My husband told me, that after the game, as she came off the court, tears started falling, the coach noted it, gave her words of, encouragements. I really wanted to know how she was feeling at the time. I'd inquired when she got home, was she upset she'd, lost? Was she worried, or scared? Was she, blaming herself for not playing, well enough? She'd told me, it's none. Until bedtime, when she'd finally, sorted through all of her own, emotions, she'd told me, she was, a little bit, moved that the moment she'd walked off the court, she'd realized, she'd just, finished her very first competition, and reached the goal of earning at least five points in the game that the coach had set for her, she'd scored seven points.
I'd first, started, chuckling, felt that my daughter was, very, optimistic!
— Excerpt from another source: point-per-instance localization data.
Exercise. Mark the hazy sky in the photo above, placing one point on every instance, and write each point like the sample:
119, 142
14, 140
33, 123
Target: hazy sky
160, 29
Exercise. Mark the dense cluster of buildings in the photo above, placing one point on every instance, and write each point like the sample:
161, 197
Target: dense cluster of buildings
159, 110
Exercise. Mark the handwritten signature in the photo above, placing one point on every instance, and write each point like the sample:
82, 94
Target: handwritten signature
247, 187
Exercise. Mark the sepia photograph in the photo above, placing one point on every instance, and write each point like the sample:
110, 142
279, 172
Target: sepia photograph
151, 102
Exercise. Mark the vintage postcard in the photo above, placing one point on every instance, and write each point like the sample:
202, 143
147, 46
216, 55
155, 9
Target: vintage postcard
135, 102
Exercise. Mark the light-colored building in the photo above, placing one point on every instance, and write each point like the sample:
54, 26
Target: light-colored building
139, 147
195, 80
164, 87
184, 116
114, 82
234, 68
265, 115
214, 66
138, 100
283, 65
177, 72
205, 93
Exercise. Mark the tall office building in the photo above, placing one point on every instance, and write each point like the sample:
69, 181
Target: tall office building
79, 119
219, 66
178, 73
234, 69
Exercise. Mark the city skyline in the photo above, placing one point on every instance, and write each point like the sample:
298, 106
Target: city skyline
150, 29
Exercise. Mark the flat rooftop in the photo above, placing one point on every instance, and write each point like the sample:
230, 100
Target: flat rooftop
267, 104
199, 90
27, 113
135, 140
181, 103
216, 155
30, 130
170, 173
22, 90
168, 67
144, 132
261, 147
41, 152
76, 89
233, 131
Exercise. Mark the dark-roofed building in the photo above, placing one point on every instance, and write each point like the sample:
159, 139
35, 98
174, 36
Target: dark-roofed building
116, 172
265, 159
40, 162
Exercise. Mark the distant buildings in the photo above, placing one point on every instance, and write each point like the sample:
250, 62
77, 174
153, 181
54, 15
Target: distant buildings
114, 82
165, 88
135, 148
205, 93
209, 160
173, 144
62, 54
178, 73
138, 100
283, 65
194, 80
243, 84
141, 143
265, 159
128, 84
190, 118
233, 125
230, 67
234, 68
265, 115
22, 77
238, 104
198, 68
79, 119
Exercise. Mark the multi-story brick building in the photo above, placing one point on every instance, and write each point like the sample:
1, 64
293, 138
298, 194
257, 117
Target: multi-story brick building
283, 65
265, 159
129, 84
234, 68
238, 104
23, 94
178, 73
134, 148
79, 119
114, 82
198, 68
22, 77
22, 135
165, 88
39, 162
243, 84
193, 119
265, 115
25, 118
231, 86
Then, I'd started, crying, recalling how a year ago, when she was totally against getting into the teams, and look at her now, no matter if it was experiences in competitions, or growing stronger in her own mind, she'd gotten, way, ahead of, me already.
And so, this is how far your daughter had come, and, the point of these competitions is not to win, because, the competitors had played a hell of a lot longer than you, and it's just to get you to experience what it is like, standing on the ball court, to be in the game that's, the most important, because this will feed to your experience, if you continue to play on, and compete more times in your future.